Objective: Alosetron hydrochloride (Lotronex), a potent selective 5-hydroxytryptamine(3) receptor antagonist, was approved in February, 2000 in the United States for the treatment of diarrhea-predominant irritable bowel syndrome (IBS) in women. Marketing was suspended in November, 2000, after reports of colonic ischemia and serious complications of constipation. We sought to compare the incidence of colonic ischemia, hospitalized complications of constipation, and bowel surgery among alosetron users and a cohort of patients with IBS who did not use alosetron.
Methods: We sought outcomes of colonic ischemia, hospitalized complications of constipation, and bowel surgery in 3,631 Lotronex users and 2,480 comparison IBS subjects using diagnoses, procedures, and drugs recorded in the UnitedHealthcare insurance claims database, and validated these by chart review. The initial assessment was to last for 3 yr beginning with the start of alosetron treatment and was to include 10,000 Lotronex users; however, the observation period ended by December 31, 2000, after suspension of marketing.

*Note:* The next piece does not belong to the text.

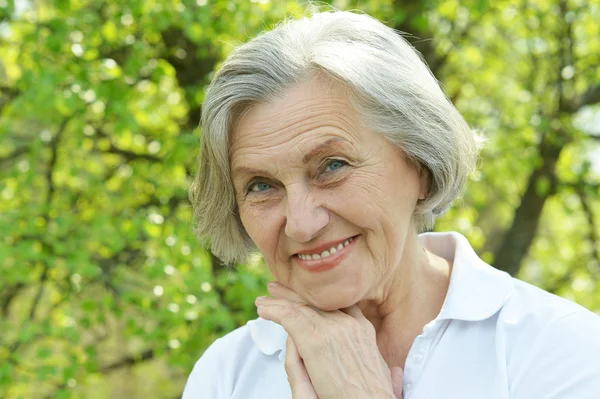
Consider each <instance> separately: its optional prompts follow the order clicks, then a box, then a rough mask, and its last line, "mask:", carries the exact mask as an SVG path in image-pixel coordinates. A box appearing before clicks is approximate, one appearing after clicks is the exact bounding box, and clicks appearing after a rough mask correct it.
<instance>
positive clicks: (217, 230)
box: [184, 12, 600, 399]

Results: There were 3631 alosetron users among members of UnitedHealthcare from March through December, 2000, and we identified 2480 comparison IBS-only patients; follow-up time averaged about 5 months in both groups. There were no instances of colonic ischemia in either cohort. Thirty instances of bowel surgery occurred, giving rates of 10.2/1000 person-yr in the alosetron cohort and 11.8/1000 person-yr in the IBS/no alosetron cohort. There were three cases of hospitalized complications of constipation. The incidence rates were essentially the same in alosetron users (1.24/1000 person-yr) and in IBS patients with no alosetron use (0.92/1000 person-yr).
Conclusions: Alosetron users did not differ from IBS patients not using alosetron in the incidence of bowel surgery or hospitalized complications of constipation; there were no cases of colonic ischemia. The statistical upper limit of colonic ischemia rates in alosetron users was 2.28/1000 person-yr. Because of the market withdrawal, the size of the cohort and the duration of follow-up were smaller than originally planned; consequently, the statements about the safety of alosetron were necessarily limited. On June 7, 2002, the Food and Drug Administration approved alosetron for reintroduction in the U.S. market for women with severe diarrhea-related IBS.